Drug Use In The Elderly: Risk or Protection?

Christel Cornelius


Curr Opin Psychiatry. 2004;17(6) 

In This Article

Drug Use In the Elderly

Medication use in elderly persons requires special attention because of increasing drug use with age, and age-related changes in handling the drugs in the body.

Polypharmacy is a common problem in an elderly population, increasing the risk of adverse reactions and drug-drug interactions. In most studies of drug use in the elderly, the number of drugs used increases with age, and women use more medicines than men. These results were confirmed in a study from the Kungsholmen Project, exploring drug use patterns in one urban and one rural population in Sweden, with participants 75 years and older.[14*] Medication has also increased during the last few decades, leading to a higher mean number of drugs per person.[15*] In the two studies,[14*,15*] the most commonly used drugs were cardiovascular agents, sedatives/hypnotics and analgesics, which is in line with earlier studies. Many of these drugs have anticholinergic effects that can cause problems in the elderly, especially for those who already have a cognitive impairment. Hence, increasing drug use and the types of drugs commonly used emphasize the importance of optimizing medication in the elderly. Furthermore, the drug consumption of all elderly persons should be reviewed on a regular basis to avoid polypharmacy and the potential negative effects due to age-related changes in pharmacokinetics and pharmacodynamics, as suggested by Murray and Callahan.[16*]

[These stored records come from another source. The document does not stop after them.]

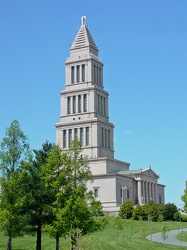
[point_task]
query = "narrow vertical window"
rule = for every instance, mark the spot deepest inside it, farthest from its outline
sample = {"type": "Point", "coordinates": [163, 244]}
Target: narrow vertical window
{"type": "Point", "coordinates": [108, 138]}
{"type": "Point", "coordinates": [95, 73]}
{"type": "Point", "coordinates": [72, 74]}
{"type": "Point", "coordinates": [87, 137]}
{"type": "Point", "coordinates": [74, 104]}
{"type": "Point", "coordinates": [64, 138]}
{"type": "Point", "coordinates": [98, 103]}
{"type": "Point", "coordinates": [83, 72]}
{"type": "Point", "coordinates": [69, 105]}
{"type": "Point", "coordinates": [85, 103]}
{"type": "Point", "coordinates": [102, 137]}
{"type": "Point", "coordinates": [79, 103]}
{"type": "Point", "coordinates": [104, 105]}
{"type": "Point", "coordinates": [76, 134]}
{"type": "Point", "coordinates": [78, 73]}
{"type": "Point", "coordinates": [96, 192]}
{"type": "Point", "coordinates": [81, 136]}
{"type": "Point", "coordinates": [101, 105]}
{"type": "Point", "coordinates": [128, 195]}
{"type": "Point", "coordinates": [70, 137]}
{"type": "Point", "coordinates": [100, 76]}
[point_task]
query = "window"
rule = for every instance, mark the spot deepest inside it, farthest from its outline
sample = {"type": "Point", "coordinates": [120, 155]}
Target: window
{"type": "Point", "coordinates": [121, 192]}
{"type": "Point", "coordinates": [70, 137]}
{"type": "Point", "coordinates": [78, 73]}
{"type": "Point", "coordinates": [128, 194]}
{"type": "Point", "coordinates": [81, 136]}
{"type": "Point", "coordinates": [79, 103]}
{"type": "Point", "coordinates": [69, 105]}
{"type": "Point", "coordinates": [104, 106]}
{"type": "Point", "coordinates": [102, 137]}
{"type": "Point", "coordinates": [100, 76]}
{"type": "Point", "coordinates": [83, 72]}
{"type": "Point", "coordinates": [85, 102]}
{"type": "Point", "coordinates": [101, 105]}
{"type": "Point", "coordinates": [108, 138]}
{"type": "Point", "coordinates": [98, 103]}
{"type": "Point", "coordinates": [87, 136]}
{"type": "Point", "coordinates": [74, 104]}
{"type": "Point", "coordinates": [72, 74]}
{"type": "Point", "coordinates": [75, 133]}
{"type": "Point", "coordinates": [97, 74]}
{"type": "Point", "coordinates": [96, 192]}
{"type": "Point", "coordinates": [64, 138]}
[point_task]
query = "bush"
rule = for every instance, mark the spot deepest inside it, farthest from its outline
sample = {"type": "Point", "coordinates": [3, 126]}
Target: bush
{"type": "Point", "coordinates": [138, 212]}
{"type": "Point", "coordinates": [168, 211]}
{"type": "Point", "coordinates": [184, 217]}
{"type": "Point", "coordinates": [126, 210]}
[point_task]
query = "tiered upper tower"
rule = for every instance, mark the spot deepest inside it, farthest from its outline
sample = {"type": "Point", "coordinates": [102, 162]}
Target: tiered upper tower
{"type": "Point", "coordinates": [84, 102]}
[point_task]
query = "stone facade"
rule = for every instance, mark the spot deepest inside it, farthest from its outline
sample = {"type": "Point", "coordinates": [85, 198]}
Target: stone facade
{"type": "Point", "coordinates": [84, 115]}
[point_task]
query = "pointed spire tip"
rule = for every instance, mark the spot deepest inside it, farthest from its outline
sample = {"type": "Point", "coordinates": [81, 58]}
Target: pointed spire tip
{"type": "Point", "coordinates": [83, 20]}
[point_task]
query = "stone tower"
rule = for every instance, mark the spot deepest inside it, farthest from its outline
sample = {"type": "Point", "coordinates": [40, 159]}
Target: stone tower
{"type": "Point", "coordinates": [84, 102]}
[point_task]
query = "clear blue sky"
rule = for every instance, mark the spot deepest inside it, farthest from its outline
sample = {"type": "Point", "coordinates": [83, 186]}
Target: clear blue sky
{"type": "Point", "coordinates": [143, 45]}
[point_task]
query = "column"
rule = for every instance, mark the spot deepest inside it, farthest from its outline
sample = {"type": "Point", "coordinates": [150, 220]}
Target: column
{"type": "Point", "coordinates": [139, 192]}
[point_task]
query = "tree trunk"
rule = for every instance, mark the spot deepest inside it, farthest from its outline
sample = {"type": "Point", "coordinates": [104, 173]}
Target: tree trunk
{"type": "Point", "coordinates": [74, 240]}
{"type": "Point", "coordinates": [9, 244]}
{"type": "Point", "coordinates": [39, 237]}
{"type": "Point", "coordinates": [57, 243]}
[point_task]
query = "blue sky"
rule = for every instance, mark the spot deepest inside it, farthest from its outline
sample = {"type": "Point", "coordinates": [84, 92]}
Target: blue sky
{"type": "Point", "coordinates": [143, 47]}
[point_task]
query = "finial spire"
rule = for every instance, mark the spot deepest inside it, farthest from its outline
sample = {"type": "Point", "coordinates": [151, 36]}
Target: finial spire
{"type": "Point", "coordinates": [83, 20]}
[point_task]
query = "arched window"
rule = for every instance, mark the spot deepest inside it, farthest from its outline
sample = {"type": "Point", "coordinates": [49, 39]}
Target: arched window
{"type": "Point", "coordinates": [69, 105]}
{"type": "Point", "coordinates": [72, 74]}
{"type": "Point", "coordinates": [78, 73]}
{"type": "Point", "coordinates": [79, 104]}
{"type": "Point", "coordinates": [87, 137]}
{"type": "Point", "coordinates": [83, 72]}
{"type": "Point", "coordinates": [74, 104]}
{"type": "Point", "coordinates": [85, 103]}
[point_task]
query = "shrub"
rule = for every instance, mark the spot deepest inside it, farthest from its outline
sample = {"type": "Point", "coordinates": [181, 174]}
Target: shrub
{"type": "Point", "coordinates": [126, 210]}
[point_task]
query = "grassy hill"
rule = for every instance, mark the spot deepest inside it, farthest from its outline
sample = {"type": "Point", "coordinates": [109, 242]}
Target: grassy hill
{"type": "Point", "coordinates": [132, 237]}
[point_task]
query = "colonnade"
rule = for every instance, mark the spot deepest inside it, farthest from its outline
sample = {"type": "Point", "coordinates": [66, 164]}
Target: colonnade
{"type": "Point", "coordinates": [147, 191]}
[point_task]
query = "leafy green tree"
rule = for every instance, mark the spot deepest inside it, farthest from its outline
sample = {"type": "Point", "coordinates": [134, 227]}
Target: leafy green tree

Why women use more medicines than men is unclear. One interesting finding in the Kungsholmen Project was that women 85 years and older had higher morbidity than men, mainly due to the higher prevalence of fractures and osteoarticular disorders.[17*] This could also explain why women used more analgesics and sedatives/hypnotics than men.

Inappropriate medication in the elderly includes polypharmacy, wrong choice of drugs, potentially toxic or insufficient dosages, problems with compliance, and deficient control of duration of treatment. More than one chronic disease, frequent physician visits, and high depressive symptoms were associated with the use of at least one inappropriate drug among Mexican Americans.[18*] In one study of Australian veterans and war widows, an estimated 25% were using a medication classified as 'usually inappropriate'.[19*] The same proportion of inappropriate drug use was found in a study from Norway.[20*] Psychoactive drugs represented the most frequent inappropriate use found in two studies,[21*,22*] concerning, for example, risk of anticholinergic side effects, risk of sustained sedation because of long-acting sedatives/hypnotics, but also possible undertreatment of depression. In earlier studies, depression has been found to be underdiagnosed in older people,[23] and has been reported to be frequently treated with anxiolytics and sedatives instead of antidepressants.[24] This probably reflects the difficulties of using medication such as tricyclic antidepressants in older people because of frequent and serious side effects. The selective serotonin reuptake inhibitors have been introduced as an alternative antidepressant therapy. These drugs have been found to have positive effects on memory in the elderly,[25*] and usually are well tolerated. There is a trend of increasing use of antidepressants in many countries.[26] In addition, beneficial effects of selective serotonin reuptake inhibitors on behavioural disturbances, like agitation, have been described in patients with dementia.[27**] Consequently, physicians should be aware of the variations of depressive symptoms in the elderly, since depression can be treated with good results, also in those with cognitive impairment or dementia.